The flag of St. George, dragon slayer and patron saint of England




     I have been practicing for weeks to climb the 100 stairs to the top of St. George's Tower, up and down our own 13 stairs at home until I can do a hundred at one go without my legs feeling wobbly. Our guide, a lively young man who is posing as a medieval executioner and is an accomplished storyteller, delights and horrifies us with the history of the castle and tower. I am so thrilled to be here, trailing my hand along the smooth, ancient stone of the inner wall as I ascend the dim circular stairway; at the same time, I am relieved to be living in the 21st century. Can one be a romantic and realist at the same time?

     There are bicycles everywhere, even more than in London. The train station is crowded with them, lined up, waiting for someone to claim them. Some are decorated, others wear seat covers or shower caps depending on the inventiveness of the owners. I suppose the idea is to keep the seat dry in wet weather. Where are all the people who belong to these bikes?




     After lunch we take a walking tour of the University. Oxford is a beautiful city with an interesting history and I regret that we do not have more time to explore it. It is exam week for the students who have recently voted to keep the 900 year-old tradition of wearing a proscribed formal dress, complete with cap and gown, to their final exams. I can't see that ever happening in the United States, but I like it. On this island whose history has often been influenced by its class system, there is a sense of elegant egalitarianism or class without class in the present tradition.




     In our small tour group there are three amiable ladies from Warwickshire. We talk about blackbirds and how much we could all use a cup of tea after our two hour walk. They ask what part of America I am from. I tell them this visit is a dream come true for me. Given more time, I think we could become friends.

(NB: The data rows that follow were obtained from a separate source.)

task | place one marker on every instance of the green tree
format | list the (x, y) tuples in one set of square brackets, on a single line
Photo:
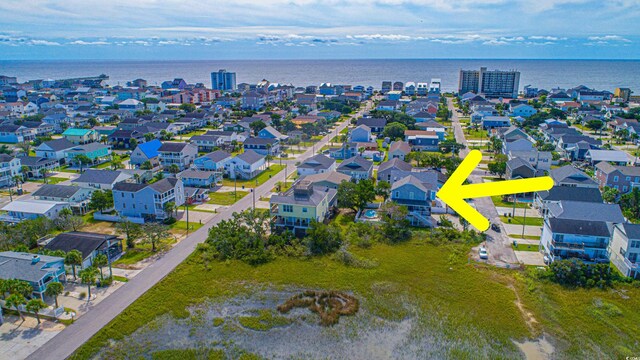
[(395, 130), (14, 301), (88, 276), (100, 261), (356, 196), (54, 289), (73, 259), (383, 189), (154, 233), (610, 194), (101, 200), (131, 230), (34, 306), (322, 238)]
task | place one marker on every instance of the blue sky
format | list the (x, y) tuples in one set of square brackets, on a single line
[(310, 29)]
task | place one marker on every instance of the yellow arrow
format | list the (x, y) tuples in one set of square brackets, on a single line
[(453, 192)]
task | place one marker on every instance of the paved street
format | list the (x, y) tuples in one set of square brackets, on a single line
[(497, 244), (67, 341)]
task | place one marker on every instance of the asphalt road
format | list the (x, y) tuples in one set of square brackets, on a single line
[(498, 244), (67, 341)]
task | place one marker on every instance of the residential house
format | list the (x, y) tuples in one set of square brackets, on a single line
[(101, 179), (376, 125), (621, 178), (417, 197), (214, 161), (80, 136), (399, 150), (88, 244), (616, 157), (361, 133), (490, 122), (570, 176), (9, 167), (37, 270), (357, 167), (148, 201), (174, 153), (587, 195), (246, 165), (301, 205), (420, 140), (263, 146), (523, 110), (54, 149), (144, 152), (330, 180), (77, 197), (317, 164), (96, 152), (586, 240), (35, 166), (19, 210), (539, 160), (624, 249), (386, 168), (198, 178), (10, 133)]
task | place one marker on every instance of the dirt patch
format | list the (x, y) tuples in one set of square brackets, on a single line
[(330, 305)]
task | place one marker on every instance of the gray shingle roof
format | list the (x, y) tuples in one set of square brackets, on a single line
[(58, 191)]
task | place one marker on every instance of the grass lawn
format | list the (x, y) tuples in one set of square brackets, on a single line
[(525, 247), (526, 237), (519, 220), (471, 307), (261, 178), (497, 201), (471, 134), (50, 180), (226, 198)]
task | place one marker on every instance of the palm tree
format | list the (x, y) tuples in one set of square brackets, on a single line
[(44, 172), (15, 300), (54, 289), (88, 276), (73, 258), (34, 306), (100, 261), (24, 147)]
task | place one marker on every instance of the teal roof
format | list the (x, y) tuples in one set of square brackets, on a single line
[(76, 132)]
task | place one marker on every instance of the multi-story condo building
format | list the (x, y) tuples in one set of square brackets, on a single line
[(493, 83), (223, 80)]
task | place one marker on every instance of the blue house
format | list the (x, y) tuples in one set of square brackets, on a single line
[(201, 179), (417, 197), (146, 152), (490, 122), (586, 240), (37, 270)]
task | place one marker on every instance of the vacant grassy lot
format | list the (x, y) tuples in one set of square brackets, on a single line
[(260, 179), (519, 220), (497, 201), (226, 198), (479, 309)]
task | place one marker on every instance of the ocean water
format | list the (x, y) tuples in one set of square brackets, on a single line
[(598, 74)]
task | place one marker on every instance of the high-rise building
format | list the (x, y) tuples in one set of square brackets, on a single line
[(492, 84), (223, 80)]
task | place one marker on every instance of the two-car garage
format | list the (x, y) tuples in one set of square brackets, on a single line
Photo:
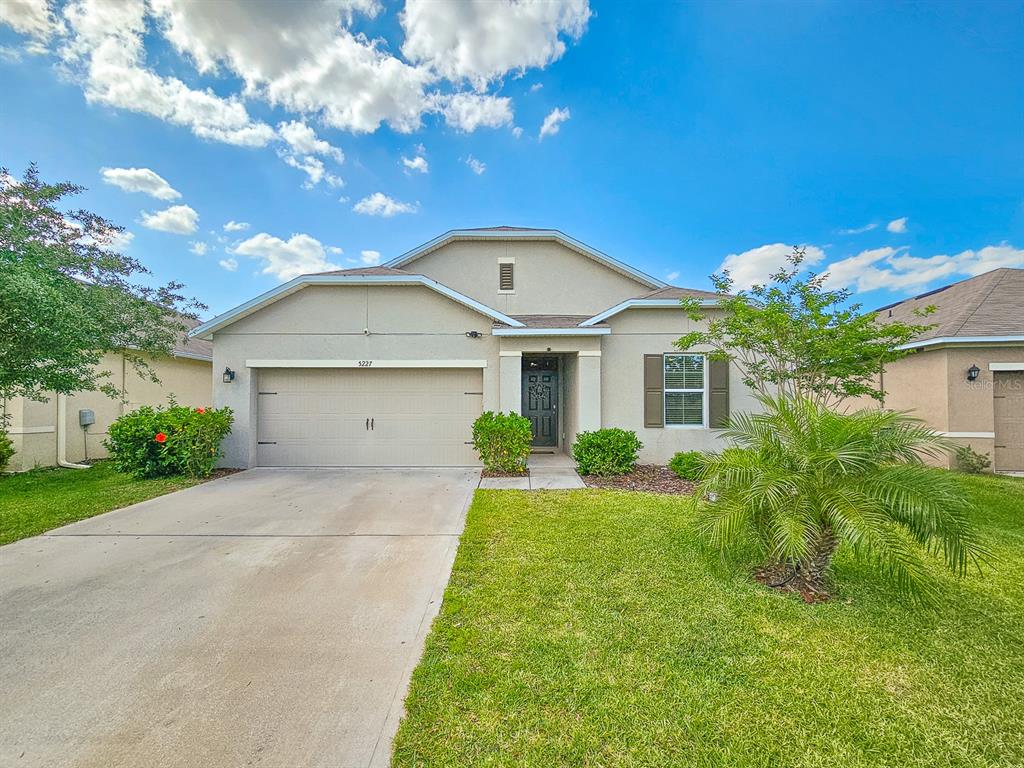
[(367, 416)]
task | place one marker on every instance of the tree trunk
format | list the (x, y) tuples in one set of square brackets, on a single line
[(815, 564)]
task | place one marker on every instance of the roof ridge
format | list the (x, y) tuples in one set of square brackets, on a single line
[(981, 301)]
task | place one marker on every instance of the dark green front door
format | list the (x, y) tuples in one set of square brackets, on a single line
[(540, 398)]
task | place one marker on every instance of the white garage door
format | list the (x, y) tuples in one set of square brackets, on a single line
[(358, 417)]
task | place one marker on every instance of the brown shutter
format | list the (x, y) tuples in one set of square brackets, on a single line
[(505, 279), (653, 390), (718, 402)]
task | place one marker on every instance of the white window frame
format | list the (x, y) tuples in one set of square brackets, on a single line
[(702, 390)]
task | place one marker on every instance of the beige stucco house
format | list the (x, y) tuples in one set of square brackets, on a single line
[(49, 433), (966, 375), (389, 366)]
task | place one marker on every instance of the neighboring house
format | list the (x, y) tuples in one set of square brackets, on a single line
[(50, 433), (390, 366), (966, 376)]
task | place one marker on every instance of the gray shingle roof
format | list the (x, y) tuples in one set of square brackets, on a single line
[(990, 304)]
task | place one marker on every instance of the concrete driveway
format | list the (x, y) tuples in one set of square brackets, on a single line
[(268, 619)]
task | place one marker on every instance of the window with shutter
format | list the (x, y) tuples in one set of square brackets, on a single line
[(506, 281), (684, 390)]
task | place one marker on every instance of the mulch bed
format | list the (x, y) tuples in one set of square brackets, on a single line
[(650, 478)]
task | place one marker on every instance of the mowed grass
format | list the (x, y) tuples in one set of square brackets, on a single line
[(34, 502), (591, 628)]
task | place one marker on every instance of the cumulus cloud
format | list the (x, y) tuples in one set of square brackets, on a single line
[(552, 123), (380, 204), (896, 269), (300, 254), (757, 265), (176, 219), (140, 180), (481, 40), (418, 164), (467, 112)]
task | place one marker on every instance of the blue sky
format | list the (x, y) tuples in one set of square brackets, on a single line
[(888, 138)]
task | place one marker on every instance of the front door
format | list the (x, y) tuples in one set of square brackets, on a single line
[(540, 398)]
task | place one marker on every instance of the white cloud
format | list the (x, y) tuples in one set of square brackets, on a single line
[(314, 170), (176, 219), (859, 229), (758, 264), (418, 164), (896, 269), (303, 140), (140, 179), (300, 254), (32, 17), (104, 49), (475, 165), (380, 204), (481, 40), (467, 112), (552, 123)]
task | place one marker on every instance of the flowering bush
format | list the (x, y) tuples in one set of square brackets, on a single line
[(157, 441)]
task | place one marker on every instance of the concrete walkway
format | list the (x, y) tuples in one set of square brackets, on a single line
[(271, 617), (547, 471)]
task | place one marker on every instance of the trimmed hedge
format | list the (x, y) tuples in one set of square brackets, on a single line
[(686, 464), (606, 452), (503, 440), (160, 441)]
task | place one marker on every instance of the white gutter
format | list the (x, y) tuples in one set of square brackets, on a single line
[(62, 435), (550, 331), (962, 340), (641, 304)]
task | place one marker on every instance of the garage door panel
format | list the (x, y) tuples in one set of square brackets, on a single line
[(317, 417)]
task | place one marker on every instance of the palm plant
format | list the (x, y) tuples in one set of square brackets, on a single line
[(804, 479)]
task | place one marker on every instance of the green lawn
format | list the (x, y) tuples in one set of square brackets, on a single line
[(590, 628), (43, 499)]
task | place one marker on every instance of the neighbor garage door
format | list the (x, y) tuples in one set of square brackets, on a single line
[(359, 417)]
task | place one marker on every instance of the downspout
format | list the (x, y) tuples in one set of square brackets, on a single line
[(62, 435)]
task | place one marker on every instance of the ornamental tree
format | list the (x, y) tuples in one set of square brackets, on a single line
[(68, 296), (795, 337)]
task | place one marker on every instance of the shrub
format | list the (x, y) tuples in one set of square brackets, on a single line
[(606, 452), (502, 440), (686, 464), (971, 461), (6, 450), (158, 441)]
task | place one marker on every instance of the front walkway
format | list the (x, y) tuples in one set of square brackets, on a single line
[(547, 472), (271, 617)]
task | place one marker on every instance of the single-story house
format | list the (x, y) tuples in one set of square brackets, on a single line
[(390, 366), (966, 375), (48, 433)]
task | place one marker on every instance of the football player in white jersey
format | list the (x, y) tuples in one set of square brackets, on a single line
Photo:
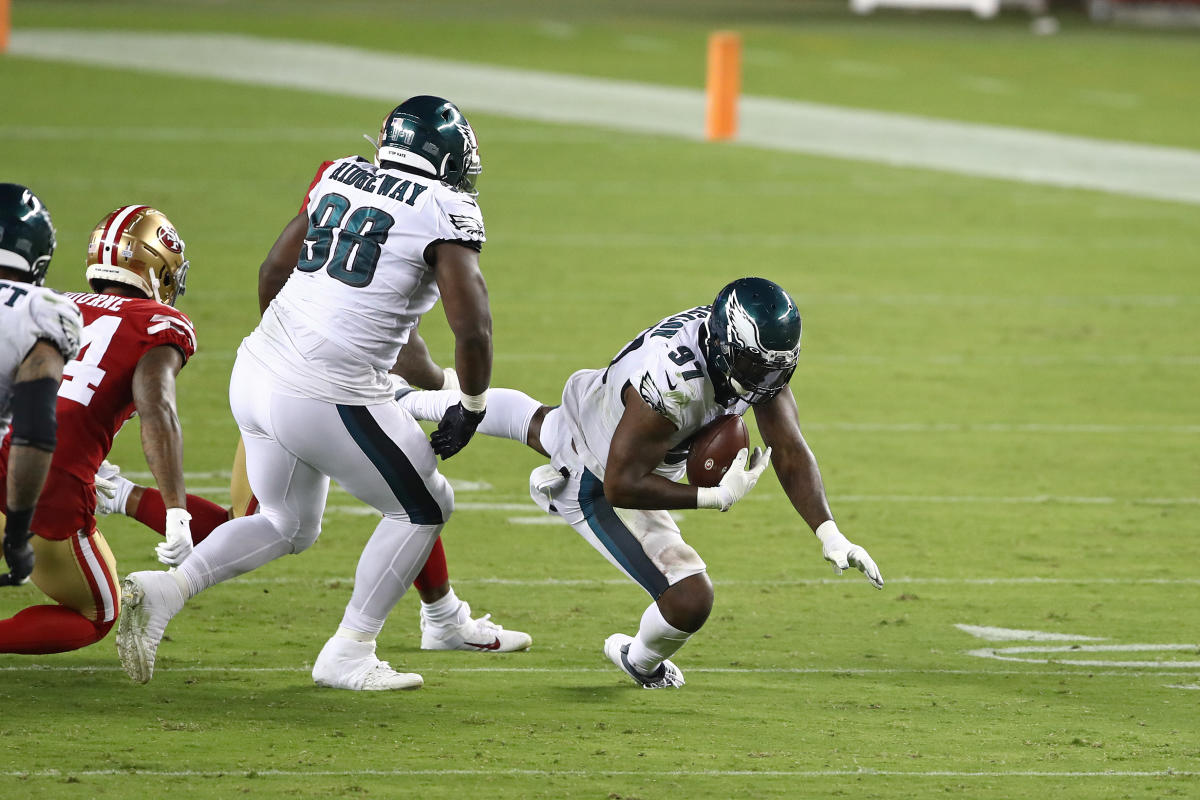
[(618, 446), (311, 394), (40, 331)]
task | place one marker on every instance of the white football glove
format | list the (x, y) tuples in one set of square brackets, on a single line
[(179, 537), (106, 487), (843, 553), (737, 481)]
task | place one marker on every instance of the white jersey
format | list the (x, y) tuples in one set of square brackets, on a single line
[(29, 313), (361, 282), (666, 365)]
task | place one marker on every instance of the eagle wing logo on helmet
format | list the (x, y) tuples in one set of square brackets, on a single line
[(744, 334)]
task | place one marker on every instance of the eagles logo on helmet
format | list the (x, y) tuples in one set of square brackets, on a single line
[(430, 136), (754, 340), (138, 246), (27, 234)]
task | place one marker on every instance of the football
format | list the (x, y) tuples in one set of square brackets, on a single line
[(714, 447)]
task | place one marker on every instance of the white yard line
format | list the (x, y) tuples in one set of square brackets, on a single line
[(781, 583), (492, 773), (895, 139), (432, 669)]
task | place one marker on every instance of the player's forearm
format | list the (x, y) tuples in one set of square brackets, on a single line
[(162, 441), (415, 365), (473, 360), (282, 258), (801, 477), (28, 468)]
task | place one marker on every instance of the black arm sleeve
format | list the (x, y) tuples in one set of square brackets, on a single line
[(34, 421)]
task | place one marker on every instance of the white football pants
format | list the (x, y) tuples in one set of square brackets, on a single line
[(646, 545), (293, 446)]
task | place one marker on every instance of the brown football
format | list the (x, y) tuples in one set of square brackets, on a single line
[(714, 447)]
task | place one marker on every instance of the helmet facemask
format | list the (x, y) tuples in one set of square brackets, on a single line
[(754, 346), (139, 247), (431, 137), (27, 234)]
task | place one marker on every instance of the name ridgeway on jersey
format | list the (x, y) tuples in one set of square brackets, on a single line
[(389, 186)]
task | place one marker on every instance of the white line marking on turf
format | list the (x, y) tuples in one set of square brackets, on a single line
[(1014, 654), (1000, 427), (880, 137), (1017, 635), (571, 671), (779, 583), (241, 771)]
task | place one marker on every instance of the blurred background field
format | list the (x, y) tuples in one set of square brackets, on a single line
[(999, 378)]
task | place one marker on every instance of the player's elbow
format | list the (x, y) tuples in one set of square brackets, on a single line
[(475, 331), (160, 420)]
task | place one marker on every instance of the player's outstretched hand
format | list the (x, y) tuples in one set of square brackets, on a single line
[(843, 553), (17, 551), (738, 480), (178, 545), (455, 429)]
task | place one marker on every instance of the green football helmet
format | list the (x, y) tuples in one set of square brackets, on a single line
[(430, 136), (753, 341), (27, 234)]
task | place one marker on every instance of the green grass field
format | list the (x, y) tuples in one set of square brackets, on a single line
[(1000, 380)]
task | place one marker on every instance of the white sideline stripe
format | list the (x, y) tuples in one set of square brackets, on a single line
[(787, 582), (999, 427), (430, 669), (1035, 499), (241, 773), (839, 359), (895, 139), (1018, 635)]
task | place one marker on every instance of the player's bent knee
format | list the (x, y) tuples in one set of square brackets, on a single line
[(687, 605), (305, 536)]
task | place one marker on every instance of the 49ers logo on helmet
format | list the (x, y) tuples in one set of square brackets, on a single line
[(171, 239)]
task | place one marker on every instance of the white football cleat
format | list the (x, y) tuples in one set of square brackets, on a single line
[(149, 600), (346, 663), (478, 635), (112, 489), (667, 675)]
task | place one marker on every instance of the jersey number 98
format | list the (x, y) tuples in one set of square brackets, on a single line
[(347, 246)]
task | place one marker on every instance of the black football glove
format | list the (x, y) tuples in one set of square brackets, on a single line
[(455, 429), (17, 549)]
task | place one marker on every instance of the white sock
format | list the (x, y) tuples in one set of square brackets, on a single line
[(233, 548), (509, 411), (353, 636), (657, 639), (389, 564), (443, 612)]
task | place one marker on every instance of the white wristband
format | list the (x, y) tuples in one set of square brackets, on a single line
[(827, 529), (475, 403), (709, 497)]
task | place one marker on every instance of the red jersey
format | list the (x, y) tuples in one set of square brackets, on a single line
[(96, 398)]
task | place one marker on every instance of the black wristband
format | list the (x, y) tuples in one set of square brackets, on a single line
[(17, 522), (34, 421)]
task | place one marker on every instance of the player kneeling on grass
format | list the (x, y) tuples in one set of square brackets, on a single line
[(133, 344), (619, 440), (40, 332)]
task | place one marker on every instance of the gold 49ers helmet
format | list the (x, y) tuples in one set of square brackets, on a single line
[(137, 246)]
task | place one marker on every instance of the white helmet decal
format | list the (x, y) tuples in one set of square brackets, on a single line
[(744, 334)]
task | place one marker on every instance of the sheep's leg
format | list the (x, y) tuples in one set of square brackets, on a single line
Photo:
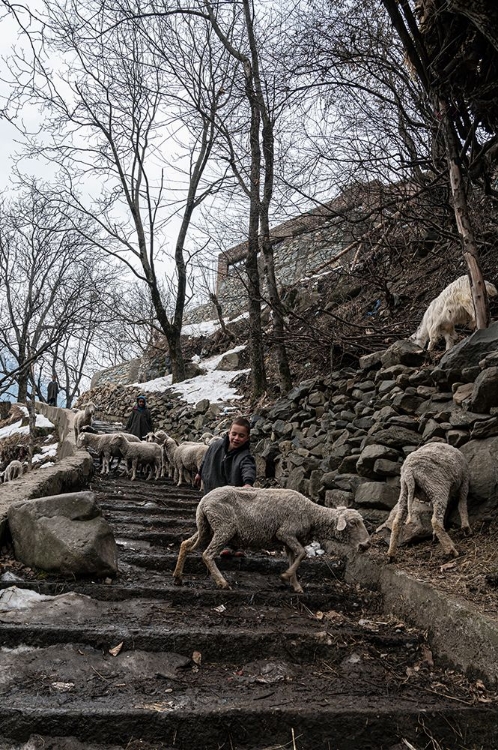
[(293, 579), (437, 522), (134, 465), (462, 506), (213, 549), (398, 521), (298, 553), (185, 547)]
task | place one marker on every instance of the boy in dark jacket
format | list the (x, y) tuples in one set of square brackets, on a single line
[(229, 462), (139, 422)]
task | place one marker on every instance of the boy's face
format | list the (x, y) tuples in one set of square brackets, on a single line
[(237, 436)]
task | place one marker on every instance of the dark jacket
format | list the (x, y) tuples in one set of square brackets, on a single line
[(139, 422), (223, 467)]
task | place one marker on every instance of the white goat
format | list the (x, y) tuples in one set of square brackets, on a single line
[(105, 446), (143, 452), (83, 417), (452, 307), (188, 457), (12, 471), (438, 471), (258, 518)]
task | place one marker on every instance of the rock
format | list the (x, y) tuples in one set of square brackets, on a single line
[(63, 533), (407, 403), (483, 491), (485, 429), (462, 393), (485, 391), (348, 465), (385, 468), (202, 406), (336, 498), (457, 438), (369, 455), (394, 437), (296, 480), (403, 352), (376, 495), (471, 350), (369, 361), (420, 528)]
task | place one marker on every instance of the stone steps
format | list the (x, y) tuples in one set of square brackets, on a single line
[(250, 668)]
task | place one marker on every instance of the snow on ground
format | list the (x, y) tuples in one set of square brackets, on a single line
[(47, 451), (208, 327), (213, 385), (16, 428), (205, 328)]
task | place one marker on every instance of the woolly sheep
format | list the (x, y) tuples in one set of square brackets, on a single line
[(13, 470), (168, 445), (105, 446), (83, 417), (258, 518), (439, 471), (188, 457), (452, 307), (143, 452)]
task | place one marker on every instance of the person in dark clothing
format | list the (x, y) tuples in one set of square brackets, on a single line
[(229, 462), (52, 391), (139, 422)]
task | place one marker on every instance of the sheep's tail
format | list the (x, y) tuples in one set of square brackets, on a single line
[(204, 532)]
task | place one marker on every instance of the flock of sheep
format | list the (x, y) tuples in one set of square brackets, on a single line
[(249, 517), (158, 455), (259, 517)]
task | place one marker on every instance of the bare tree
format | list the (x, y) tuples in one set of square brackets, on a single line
[(260, 186), (51, 284), (115, 115)]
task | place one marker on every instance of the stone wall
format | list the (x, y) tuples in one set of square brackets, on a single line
[(124, 373), (296, 258)]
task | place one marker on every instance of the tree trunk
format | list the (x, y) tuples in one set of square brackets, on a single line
[(22, 386), (463, 222), (257, 101), (482, 13)]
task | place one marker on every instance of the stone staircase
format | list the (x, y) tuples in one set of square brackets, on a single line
[(139, 663)]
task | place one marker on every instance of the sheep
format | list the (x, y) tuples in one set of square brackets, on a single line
[(438, 471), (105, 446), (83, 417), (454, 306), (208, 438), (168, 445), (14, 469), (188, 457), (145, 452), (258, 518)]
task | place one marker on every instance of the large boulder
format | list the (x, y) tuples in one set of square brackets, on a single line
[(483, 491), (471, 350), (63, 534), (403, 352), (485, 391), (418, 529)]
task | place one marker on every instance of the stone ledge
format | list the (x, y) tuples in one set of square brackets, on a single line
[(69, 474), (457, 632)]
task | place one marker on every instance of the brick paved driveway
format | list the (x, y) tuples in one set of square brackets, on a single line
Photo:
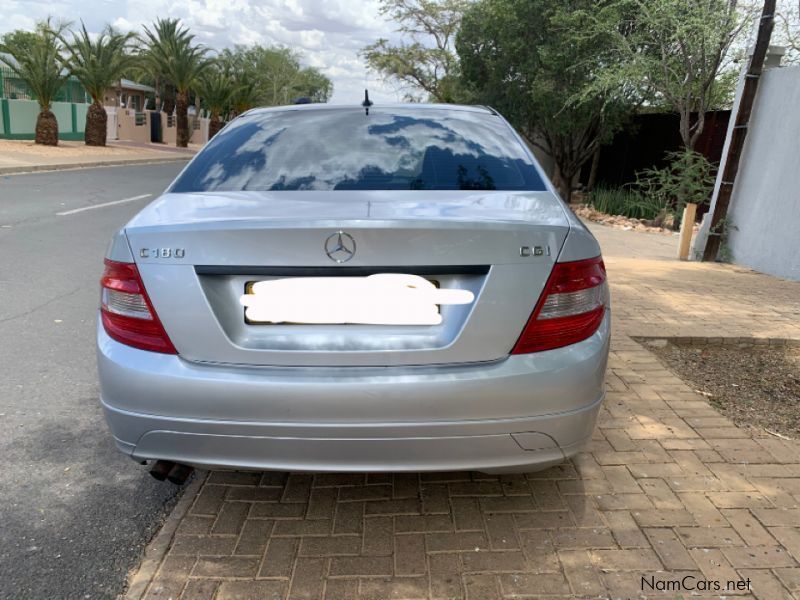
[(668, 487)]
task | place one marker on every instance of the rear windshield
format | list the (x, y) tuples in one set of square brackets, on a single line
[(343, 149)]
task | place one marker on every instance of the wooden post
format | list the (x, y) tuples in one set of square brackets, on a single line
[(687, 227)]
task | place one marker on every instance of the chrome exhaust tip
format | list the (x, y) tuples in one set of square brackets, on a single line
[(179, 474), (161, 469)]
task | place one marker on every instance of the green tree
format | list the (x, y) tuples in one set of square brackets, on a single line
[(98, 64), (677, 52), (428, 62), (170, 53), (217, 91), (36, 59), (272, 76), (525, 58)]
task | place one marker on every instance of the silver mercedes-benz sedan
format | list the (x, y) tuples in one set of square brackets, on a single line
[(326, 288)]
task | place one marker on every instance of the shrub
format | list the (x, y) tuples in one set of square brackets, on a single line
[(626, 203), (688, 177)]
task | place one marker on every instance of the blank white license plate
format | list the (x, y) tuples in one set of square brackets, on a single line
[(380, 299)]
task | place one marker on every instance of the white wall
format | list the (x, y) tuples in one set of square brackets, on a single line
[(765, 206)]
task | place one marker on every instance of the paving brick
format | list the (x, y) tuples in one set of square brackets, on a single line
[(405, 485), (396, 587), (624, 501), (789, 538), (231, 518), (364, 566), (321, 503), (660, 494), (202, 545), (494, 561), (584, 537), (663, 518), (254, 494), (195, 525), (467, 514), (349, 518), (777, 516), (435, 499), (481, 587), (522, 585), (225, 566), (279, 557), (337, 545), (274, 510), (625, 529), (377, 538), (739, 500), (581, 573), (405, 506), (713, 564), (254, 537), (626, 560), (426, 523), (409, 554), (341, 589), (200, 589), (748, 527), (758, 557), (709, 537), (460, 540), (445, 575), (765, 585), (789, 577), (543, 519), (246, 590), (669, 549), (300, 527), (308, 579)]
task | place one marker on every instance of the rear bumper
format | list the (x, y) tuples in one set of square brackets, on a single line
[(521, 413)]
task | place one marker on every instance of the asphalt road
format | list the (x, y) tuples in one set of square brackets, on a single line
[(74, 513)]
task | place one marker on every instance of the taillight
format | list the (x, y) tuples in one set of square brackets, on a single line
[(126, 311), (570, 309)]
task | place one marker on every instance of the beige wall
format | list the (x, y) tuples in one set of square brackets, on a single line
[(130, 98), (128, 130)]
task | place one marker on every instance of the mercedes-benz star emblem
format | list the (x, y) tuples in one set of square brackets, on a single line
[(340, 247)]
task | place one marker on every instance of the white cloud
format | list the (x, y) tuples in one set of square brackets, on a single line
[(328, 33)]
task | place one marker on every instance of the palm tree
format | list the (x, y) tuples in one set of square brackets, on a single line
[(38, 64), (217, 91), (171, 53), (98, 65)]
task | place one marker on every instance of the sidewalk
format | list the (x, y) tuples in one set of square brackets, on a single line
[(23, 156), (667, 489)]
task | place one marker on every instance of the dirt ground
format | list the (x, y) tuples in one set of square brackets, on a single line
[(758, 387)]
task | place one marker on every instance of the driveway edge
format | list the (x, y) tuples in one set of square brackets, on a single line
[(92, 165), (140, 578)]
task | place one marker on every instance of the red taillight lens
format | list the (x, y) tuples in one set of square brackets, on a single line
[(126, 311), (570, 309)]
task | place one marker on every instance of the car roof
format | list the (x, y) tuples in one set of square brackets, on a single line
[(379, 106)]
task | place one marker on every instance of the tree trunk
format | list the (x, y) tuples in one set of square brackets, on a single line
[(214, 125), (46, 128), (96, 125), (182, 119), (593, 170)]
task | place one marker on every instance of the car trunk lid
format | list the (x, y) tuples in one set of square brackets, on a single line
[(197, 254)]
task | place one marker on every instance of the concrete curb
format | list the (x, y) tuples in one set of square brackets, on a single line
[(141, 577), (104, 163)]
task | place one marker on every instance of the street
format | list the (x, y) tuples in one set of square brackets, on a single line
[(74, 513)]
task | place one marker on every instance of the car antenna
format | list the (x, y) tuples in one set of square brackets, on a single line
[(367, 102)]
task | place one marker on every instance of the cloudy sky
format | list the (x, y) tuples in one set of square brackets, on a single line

     When the tour is over, we wander the streets taking pictures, hoping to capture with our cameras some sense of what we are feeling. I have seen Magna Carta and one of Shakespeare's first folios at the Bodliean Library. I have stood on the spot where Hugh Latimer, Nicholas Ridley and Thomas Cranmer were burned for their faith. I have paused beneath the sign of the Eagle and Child and peeked into the pub where C.S. Lewis and J.R.R. Tolkien met with the Inklings. I have listened to the stories of Queen Maud's midnight escape in the dead of winter from the siege of Oxford Castle; of the ghost of a seven-year-old girl who haunts the chapel Crypt beneath the bailey; of Rowland Jenkes, a saucy, foulmouthed bookseller who stood trial for scandalous words against Queen Bess and cursed the court, many of whom fell ill and died horribly thereafter. I am feeling crammed to the ears with history and myth.









It is a lovely feeling.

3 comments:

  1. Thank you for taking me through Oxford. What a thrill!

    ReplyDelete
  2. a perfect post.
    to be crammed with english history ... and to share it as eloquently as you have...
    yes.
    it is a lovely feeling.
    thank you!

    ReplyDelete
  3. Not a surprise to me, but you are writing these Days in England so beautifully. I think my heart thumps even faster at the thought of seeing Oxford than London. Ever since the time decades ago that I found Lord Peter Wimsey and Harriet Vane, I have been bewitched by Oxford. I'm so glad you went there with hunger in your eyes!